Robert Hecht had a checkered career as an antiquities dealer based in Paris. He died in 2012 at age 92. In his obituary, the N.Y. Times described Hecht as "an American expatriate antiquities dealer who skipped in and out of
trouble for much of his career, weathering accusations that he
trafficked in illicit artifacts." Hecht denied ever having handled stolen goods knowingly. Late in life, he was charged with trafficking in Italy, but the Italian court ruled that the statute of limitations had run.
Hecht Co., Hyattsville, Md., 1959 Library of Congress |
When not on TV for a press conference about Trump charges, Bragg has become famous in the art world for his aggressive campaign to repatriate stolen works. Portrait is but one entry in an extraordinary catalog. A recent press release, for example, announced the return of Nazi-looted art to families of Holocaust victims. The work of the Antiquities Trafficking Unit is impressive, though the D.A.'s press releases read like a vanity project. Must every headline begin with "D.A. Bragg"?
I was keen to see what kind of legal documents the D.A. would file in Massachusetts to take possession of stolen antiquities. But there are no filings that I have found. The Worcester Art Museum "cooperated with the investigation" according to its press release and surrendered Portrait voluntarily.

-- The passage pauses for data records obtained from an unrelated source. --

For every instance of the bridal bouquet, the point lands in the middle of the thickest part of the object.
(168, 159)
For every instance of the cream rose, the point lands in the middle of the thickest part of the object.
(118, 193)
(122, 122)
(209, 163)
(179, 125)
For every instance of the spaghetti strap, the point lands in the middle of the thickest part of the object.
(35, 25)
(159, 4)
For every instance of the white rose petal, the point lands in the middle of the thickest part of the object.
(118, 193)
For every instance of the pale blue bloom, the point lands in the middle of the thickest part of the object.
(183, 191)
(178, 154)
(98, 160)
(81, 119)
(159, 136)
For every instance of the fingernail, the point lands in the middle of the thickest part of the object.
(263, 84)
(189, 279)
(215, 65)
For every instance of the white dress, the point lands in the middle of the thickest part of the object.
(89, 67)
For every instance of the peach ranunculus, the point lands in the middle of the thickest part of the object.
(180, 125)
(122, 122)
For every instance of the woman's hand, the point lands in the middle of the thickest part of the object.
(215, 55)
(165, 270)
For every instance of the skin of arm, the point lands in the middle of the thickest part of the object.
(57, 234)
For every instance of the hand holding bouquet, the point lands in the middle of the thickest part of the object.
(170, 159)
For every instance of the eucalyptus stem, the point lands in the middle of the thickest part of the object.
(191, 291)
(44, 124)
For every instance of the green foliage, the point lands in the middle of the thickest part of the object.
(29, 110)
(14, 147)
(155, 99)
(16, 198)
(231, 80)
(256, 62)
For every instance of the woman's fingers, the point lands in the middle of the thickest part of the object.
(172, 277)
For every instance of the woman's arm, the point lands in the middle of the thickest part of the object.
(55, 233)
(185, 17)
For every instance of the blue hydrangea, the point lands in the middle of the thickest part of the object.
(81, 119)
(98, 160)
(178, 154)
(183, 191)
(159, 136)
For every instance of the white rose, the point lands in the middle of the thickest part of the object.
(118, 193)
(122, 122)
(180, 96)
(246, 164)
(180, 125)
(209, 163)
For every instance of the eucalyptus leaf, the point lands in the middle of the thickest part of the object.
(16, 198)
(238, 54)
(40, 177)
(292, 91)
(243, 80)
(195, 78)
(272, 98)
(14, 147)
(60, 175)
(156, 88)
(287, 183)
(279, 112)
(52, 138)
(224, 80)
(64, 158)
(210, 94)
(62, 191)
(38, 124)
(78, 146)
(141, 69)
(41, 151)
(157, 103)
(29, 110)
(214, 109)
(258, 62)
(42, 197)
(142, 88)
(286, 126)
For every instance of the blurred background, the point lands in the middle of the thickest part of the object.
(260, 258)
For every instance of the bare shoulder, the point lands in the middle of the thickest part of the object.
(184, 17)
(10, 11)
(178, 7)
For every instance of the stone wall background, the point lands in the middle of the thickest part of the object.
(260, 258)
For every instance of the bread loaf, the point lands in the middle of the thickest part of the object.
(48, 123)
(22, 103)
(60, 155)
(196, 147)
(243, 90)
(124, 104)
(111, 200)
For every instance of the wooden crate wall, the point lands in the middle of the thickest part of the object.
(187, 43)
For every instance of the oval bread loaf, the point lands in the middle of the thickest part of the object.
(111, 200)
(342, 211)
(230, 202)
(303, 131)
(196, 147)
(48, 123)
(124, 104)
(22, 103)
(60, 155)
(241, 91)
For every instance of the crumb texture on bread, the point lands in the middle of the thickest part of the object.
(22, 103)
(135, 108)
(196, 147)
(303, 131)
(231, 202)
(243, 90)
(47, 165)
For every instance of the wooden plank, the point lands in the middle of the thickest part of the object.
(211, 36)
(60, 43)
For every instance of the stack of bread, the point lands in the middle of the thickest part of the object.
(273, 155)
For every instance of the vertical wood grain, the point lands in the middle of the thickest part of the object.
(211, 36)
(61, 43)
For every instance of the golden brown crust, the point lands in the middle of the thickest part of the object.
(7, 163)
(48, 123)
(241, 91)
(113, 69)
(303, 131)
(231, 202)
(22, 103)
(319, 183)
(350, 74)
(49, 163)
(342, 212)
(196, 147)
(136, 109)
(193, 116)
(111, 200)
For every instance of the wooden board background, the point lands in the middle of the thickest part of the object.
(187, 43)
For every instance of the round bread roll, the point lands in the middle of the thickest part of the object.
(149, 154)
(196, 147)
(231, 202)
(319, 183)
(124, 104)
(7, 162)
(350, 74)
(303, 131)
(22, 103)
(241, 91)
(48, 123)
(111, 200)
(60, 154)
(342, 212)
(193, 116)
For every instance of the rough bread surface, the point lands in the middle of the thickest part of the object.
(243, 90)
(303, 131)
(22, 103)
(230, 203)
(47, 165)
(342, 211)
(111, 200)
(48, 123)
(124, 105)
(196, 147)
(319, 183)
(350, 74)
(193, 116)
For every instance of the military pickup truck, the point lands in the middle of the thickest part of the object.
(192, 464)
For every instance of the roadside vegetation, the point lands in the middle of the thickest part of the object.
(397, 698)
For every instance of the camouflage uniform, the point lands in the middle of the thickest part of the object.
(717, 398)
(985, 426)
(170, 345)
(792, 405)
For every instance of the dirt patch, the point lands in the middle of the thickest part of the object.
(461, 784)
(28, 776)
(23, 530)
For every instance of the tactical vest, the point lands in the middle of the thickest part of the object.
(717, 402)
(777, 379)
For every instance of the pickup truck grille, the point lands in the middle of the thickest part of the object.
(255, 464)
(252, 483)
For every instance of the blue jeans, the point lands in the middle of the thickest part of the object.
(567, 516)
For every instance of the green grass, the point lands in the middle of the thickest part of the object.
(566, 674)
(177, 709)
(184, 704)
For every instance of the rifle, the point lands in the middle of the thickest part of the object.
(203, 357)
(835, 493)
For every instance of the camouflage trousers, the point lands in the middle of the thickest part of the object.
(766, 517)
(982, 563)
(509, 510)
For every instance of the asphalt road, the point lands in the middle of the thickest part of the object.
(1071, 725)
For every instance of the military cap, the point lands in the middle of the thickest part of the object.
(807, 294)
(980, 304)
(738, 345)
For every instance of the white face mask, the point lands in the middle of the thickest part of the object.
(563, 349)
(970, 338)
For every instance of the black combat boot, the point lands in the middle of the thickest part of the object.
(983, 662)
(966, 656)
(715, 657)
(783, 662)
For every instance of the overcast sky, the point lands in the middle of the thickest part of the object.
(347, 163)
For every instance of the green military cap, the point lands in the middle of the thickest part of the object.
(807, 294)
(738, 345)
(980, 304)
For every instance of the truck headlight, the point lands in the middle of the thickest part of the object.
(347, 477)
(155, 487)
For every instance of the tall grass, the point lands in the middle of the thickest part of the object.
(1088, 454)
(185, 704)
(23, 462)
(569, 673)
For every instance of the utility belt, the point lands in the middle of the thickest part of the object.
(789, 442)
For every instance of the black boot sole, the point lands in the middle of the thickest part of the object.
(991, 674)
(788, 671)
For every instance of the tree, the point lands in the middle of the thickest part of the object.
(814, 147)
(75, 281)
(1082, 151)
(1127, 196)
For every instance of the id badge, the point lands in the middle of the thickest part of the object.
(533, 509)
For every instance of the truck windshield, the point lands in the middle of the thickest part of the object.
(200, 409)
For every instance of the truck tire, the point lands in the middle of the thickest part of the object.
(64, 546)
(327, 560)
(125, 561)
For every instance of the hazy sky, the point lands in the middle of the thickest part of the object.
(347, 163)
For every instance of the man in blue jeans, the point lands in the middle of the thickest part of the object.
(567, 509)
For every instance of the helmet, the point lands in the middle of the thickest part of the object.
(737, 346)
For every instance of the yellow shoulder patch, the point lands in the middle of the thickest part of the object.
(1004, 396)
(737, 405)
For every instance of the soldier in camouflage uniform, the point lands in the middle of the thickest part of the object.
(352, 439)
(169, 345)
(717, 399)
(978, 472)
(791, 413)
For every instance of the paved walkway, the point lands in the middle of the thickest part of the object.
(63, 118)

Renaissance Court, Worcester Art Museum, 2021 Peter E via Flickr CC BY-NC-SA 2.0 |
Colgate art history professor Elizabeth Marlowe doesn't buy it. A student of Bubon, the ancient Roman capital of Lycia, where the Bronze was found in Turkey, Marlowe told WGBH that the museum in 1966 "would have known ... that Hecht was 'a totally shady character'" who had been banned from Turkey, and that the Roman object came from Turkey. Professor of art crime at the John Jay College of Criminal Justice Erin Thompson told WGBH that the acquisition was "like Pablo Escobar giving you a big pile of white powder and claiming you had no suspicion it could be drugs."
Benin Bronze of a Portuguese soldier at the National Museum of Nigeria, Lagos, 2022. RJ Peltz-Steele CC BY-NC-SA 4.0 |
That statement rings true, and I don't blame the museum. To the contrary, current ethical standards are still in flux, and museums are caught in the middle. John Oliver lambasted museums in 2022. While I loved the Oliver segment and agree with his pro-repatriation stance in principle, I find the reality more complicated.
Oliver correctly recognized that statements from western institutions fretting about the security of antiquities if returned to their home countries feel cringeworthily patronizing and colonialist. Oliver highlighted the case of the Benin Bronzes. Nigeria has demanded that the British Museum return more than 900 bronze sculptures the British Empire looted from the Nigerian Kingdom of Benin in today's Edo State (not to be confused with the country of Benin). When I visited Nigeria in 2022, I saw replicas of missing pieces. I met Nigerian people who clearly felt a present and keen sense of injury in the absence of cherished artifacts that define tribal history, culture, and identity. Nigerians should be able to see and experience their own history in museums, just like people in Britain and America. Yet the vast majority of Nigerians will never have the resources to visit the British Museum.
Me and an oversized jollof rice pot at the National Museum, Lagos, 2022. Learn more at the Kitchen Butterfly. RJ Peltz-Steele CC BY-NC-SA 4.0 |
Founded in 1896, the Worcester Art Museum has plenty to see. The property houses a 12th-century French Benedictine priory, rebuilt stone by stone in 1933. The museum's 38,000-item collection includes more than 2,000 armor pieces, acquired only in 2013 and featured in rotating displays. A special exhibition from October to March, "Freedom to Say What I Please," will feature the multimedia art of activist, artist, and author Faith Ringgold.